Berikut ini beberapa isu dan kasus yang menggoyang Gus Dur saat menjabat sebagai presiden RI keempat:

1 dari 4 halaman

Kasus Buloggate

Pada Januari 2000, Gus Dur bertanya soal situasi kas Badan Urusan Logistik (Bulog). Dia ingin meminjam dana dari kas Bulog untuk program bantuan Aceh. Gus Dur berniat menggelontorkan dana ke Aceh untuk membangun infrastruktur, transportasi, kesehatan, pendidikan dan sosial.

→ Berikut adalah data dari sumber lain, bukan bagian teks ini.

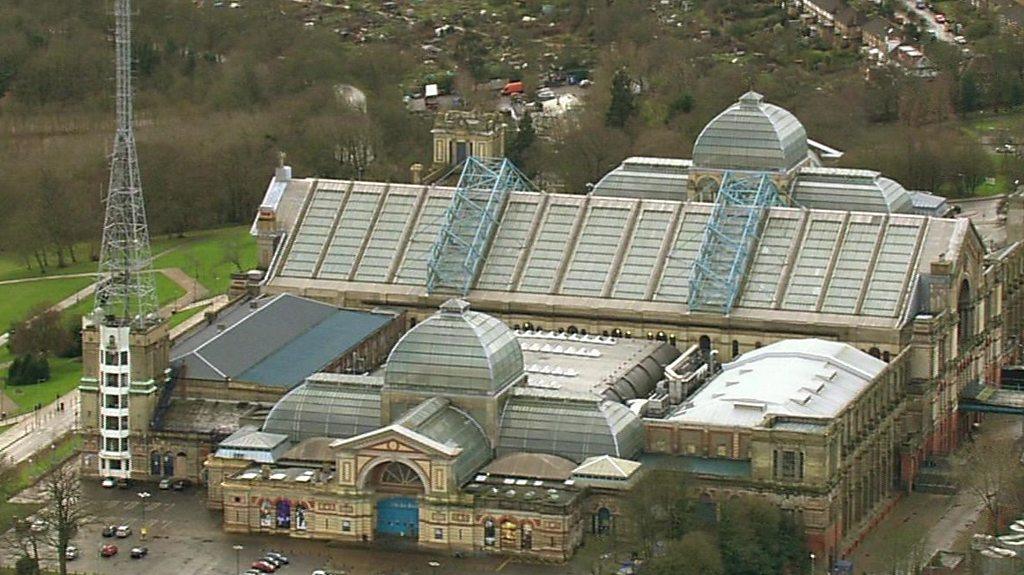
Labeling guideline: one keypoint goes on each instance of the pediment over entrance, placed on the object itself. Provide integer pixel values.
(396, 439)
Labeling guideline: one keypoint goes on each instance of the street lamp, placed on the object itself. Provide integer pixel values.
(143, 495)
(238, 550)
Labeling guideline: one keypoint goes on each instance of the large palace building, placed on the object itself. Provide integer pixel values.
(752, 318)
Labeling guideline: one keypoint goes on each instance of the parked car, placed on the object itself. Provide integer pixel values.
(281, 558)
(263, 567)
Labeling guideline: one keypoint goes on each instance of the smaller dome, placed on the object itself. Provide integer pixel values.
(752, 135)
(456, 350)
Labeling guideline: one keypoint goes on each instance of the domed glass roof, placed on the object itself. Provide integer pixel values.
(752, 135)
(456, 350)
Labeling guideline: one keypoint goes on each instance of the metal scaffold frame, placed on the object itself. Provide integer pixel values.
(470, 221)
(126, 288)
(729, 239)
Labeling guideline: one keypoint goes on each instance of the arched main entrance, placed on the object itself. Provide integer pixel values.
(398, 504)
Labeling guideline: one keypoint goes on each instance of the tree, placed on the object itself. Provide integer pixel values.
(64, 513)
(987, 470)
(658, 507)
(623, 100)
(695, 554)
(521, 141)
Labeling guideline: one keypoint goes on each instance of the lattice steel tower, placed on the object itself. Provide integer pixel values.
(126, 288)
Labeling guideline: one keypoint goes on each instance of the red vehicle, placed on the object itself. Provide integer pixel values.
(263, 567)
(513, 88)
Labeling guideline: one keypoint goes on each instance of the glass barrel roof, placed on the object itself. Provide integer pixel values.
(326, 409)
(752, 135)
(571, 429)
(456, 350)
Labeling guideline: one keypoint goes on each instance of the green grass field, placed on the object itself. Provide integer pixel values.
(27, 474)
(16, 300)
(204, 255)
(65, 374)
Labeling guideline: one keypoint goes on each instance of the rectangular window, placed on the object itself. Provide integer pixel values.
(788, 465)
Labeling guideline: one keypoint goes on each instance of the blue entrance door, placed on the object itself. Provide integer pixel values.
(398, 516)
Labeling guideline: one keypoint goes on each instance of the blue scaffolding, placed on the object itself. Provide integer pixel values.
(729, 239)
(470, 222)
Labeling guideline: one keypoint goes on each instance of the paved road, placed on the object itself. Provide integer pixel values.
(929, 18)
(185, 537)
(40, 429)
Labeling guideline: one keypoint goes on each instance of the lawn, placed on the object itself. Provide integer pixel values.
(204, 255)
(65, 374)
(27, 474)
(16, 300)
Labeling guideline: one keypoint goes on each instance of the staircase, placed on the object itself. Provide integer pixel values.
(470, 222)
(729, 239)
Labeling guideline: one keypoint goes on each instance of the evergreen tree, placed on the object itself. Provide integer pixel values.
(623, 100)
(521, 140)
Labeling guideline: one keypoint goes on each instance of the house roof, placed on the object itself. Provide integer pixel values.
(530, 466)
(800, 379)
(607, 467)
(273, 341)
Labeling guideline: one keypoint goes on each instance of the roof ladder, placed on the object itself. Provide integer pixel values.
(729, 239)
(470, 222)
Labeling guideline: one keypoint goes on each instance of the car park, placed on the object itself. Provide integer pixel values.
(283, 559)
(263, 567)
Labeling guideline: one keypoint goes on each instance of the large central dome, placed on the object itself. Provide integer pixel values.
(458, 351)
(752, 135)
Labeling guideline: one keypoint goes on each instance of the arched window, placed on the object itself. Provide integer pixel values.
(965, 311)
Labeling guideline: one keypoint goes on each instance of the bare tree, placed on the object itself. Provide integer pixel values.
(64, 512)
(984, 470)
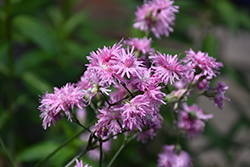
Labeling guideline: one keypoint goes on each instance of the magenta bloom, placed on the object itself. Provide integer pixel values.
(100, 61)
(218, 98)
(172, 158)
(157, 16)
(134, 113)
(167, 68)
(80, 164)
(109, 122)
(191, 119)
(64, 99)
(142, 44)
(203, 62)
(125, 63)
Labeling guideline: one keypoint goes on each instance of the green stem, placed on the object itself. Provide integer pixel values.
(78, 122)
(126, 141)
(7, 153)
(100, 160)
(131, 94)
(61, 146)
(76, 157)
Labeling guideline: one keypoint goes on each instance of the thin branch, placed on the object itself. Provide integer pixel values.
(131, 94)
(101, 154)
(59, 148)
(7, 153)
(75, 120)
(106, 99)
(126, 141)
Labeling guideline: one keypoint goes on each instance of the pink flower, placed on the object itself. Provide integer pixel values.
(170, 157)
(167, 68)
(157, 16)
(64, 99)
(100, 61)
(134, 113)
(109, 122)
(142, 44)
(80, 164)
(144, 136)
(95, 153)
(190, 119)
(201, 61)
(125, 63)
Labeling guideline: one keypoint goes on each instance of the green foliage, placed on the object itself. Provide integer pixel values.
(44, 44)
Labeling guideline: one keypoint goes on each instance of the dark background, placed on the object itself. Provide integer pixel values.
(44, 44)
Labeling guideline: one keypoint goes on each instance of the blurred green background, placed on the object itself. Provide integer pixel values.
(44, 44)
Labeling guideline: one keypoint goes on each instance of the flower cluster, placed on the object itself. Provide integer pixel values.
(156, 16)
(172, 157)
(80, 164)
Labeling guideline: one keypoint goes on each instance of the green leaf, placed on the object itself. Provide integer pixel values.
(36, 82)
(29, 6)
(210, 45)
(32, 60)
(74, 21)
(37, 32)
(244, 20)
(227, 12)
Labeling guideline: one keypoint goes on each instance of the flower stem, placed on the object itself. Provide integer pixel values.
(62, 145)
(131, 94)
(126, 141)
(78, 122)
(5, 150)
(59, 148)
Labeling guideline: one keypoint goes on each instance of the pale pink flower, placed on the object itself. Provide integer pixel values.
(201, 61)
(63, 99)
(191, 119)
(134, 113)
(219, 96)
(144, 136)
(100, 61)
(95, 153)
(157, 16)
(167, 68)
(80, 164)
(125, 63)
(118, 93)
(170, 157)
(141, 44)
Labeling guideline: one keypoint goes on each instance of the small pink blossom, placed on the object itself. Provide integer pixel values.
(134, 113)
(125, 63)
(167, 68)
(201, 61)
(109, 122)
(95, 153)
(190, 119)
(63, 99)
(170, 157)
(219, 96)
(157, 16)
(80, 164)
(141, 44)
(100, 61)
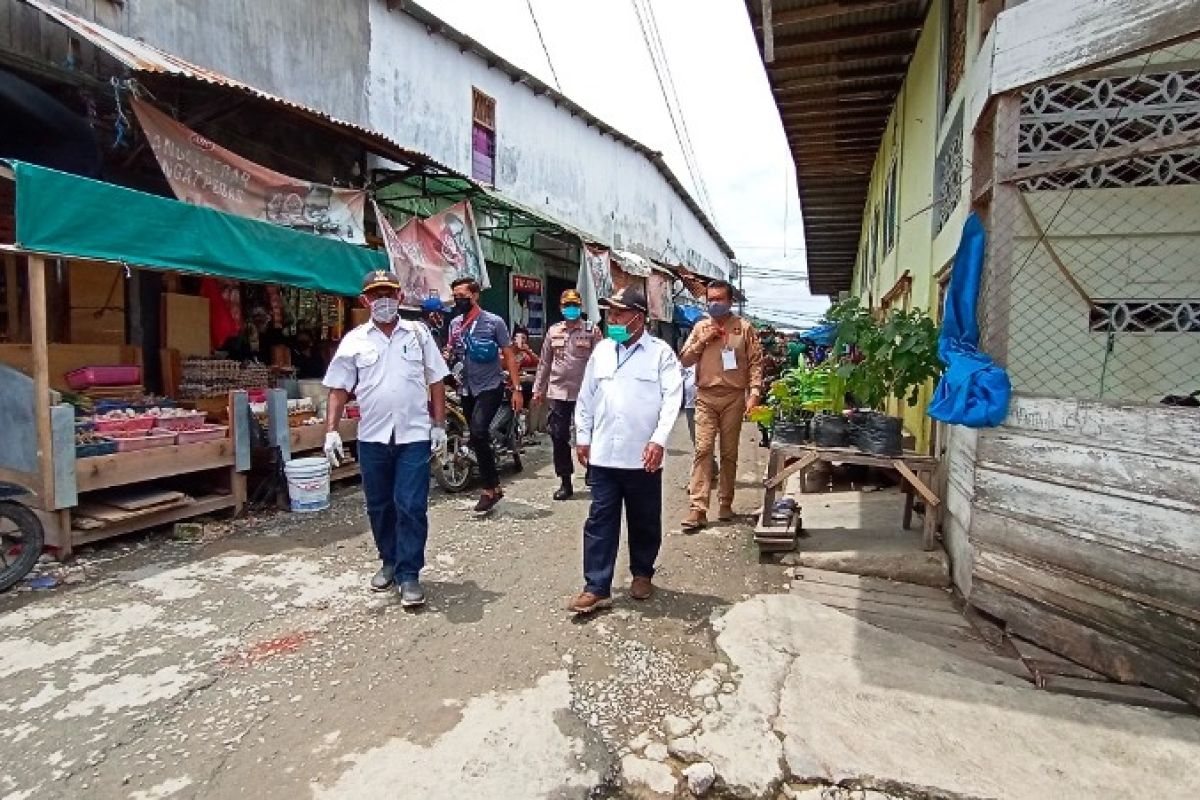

Praktik pinjam meminjam kas ini lazimnya di pemerintahan, termasuk pemerintahan sebelumnya, Habibie dan Soeharto. Gus Dur sempat diimbau sebelum meminjam kas ke Bulog agar berkonsultasi ke DPR. Namun, Gus Dur menolak dengan alasan mengulur-ulur waktu dan akan menjadi permainan politik.

Pada Mei 2000, Gus Dur mendapat kabar bahwa ada USD 4 juta menghilang dari kas Bulog. Uang ini ternyata diambil Suwondo, mantan tukang pijit Soeharto dan Gus Dur. Suwondo ketika itu mengaku ke Bulog sebagai utusan Presiden Gus Dur dan meminta uang tersebut.

Kasus ini sempat masuk ke Kejaksaan Agung, tapi Gus Dur dinyatakan tidak terlibat. Suwondo juga terbukti tidak memiliki hubungan apa-apa dengan Gus Dur. Lalu pada 28 Mei 2003 keluar Surat Perintah Penghentian Penyidikan (SP3).

Topik pilihan: PKB | PBNU

2 dari 4 halaman

Heboh foto Gus Dur-Ariyanti Sitepu

Kasus ini juga sempat ramai. Mendadak beredar foto Gus Dur dengan seorang perempuan bernama Ariyanti Sitepu. Foto ini beredar ketika sedang ramai isu reshuffle kabinet yang akan dilakukan oleh Gus Dur.

Isu ini merebak ketika pimpinan dan beberapa anggota MPR dan DPR, juga beberapa bekas menteri, menerima seberkas dokumen hubungan Gus Dur-Aryanti. Di antara dokumen itu, Aryanti menulis pada selembar kertas bermaterai Rp 6 ribu bahwa ia pernah berhubungan intim bak suami-istri dengan Gus Dur.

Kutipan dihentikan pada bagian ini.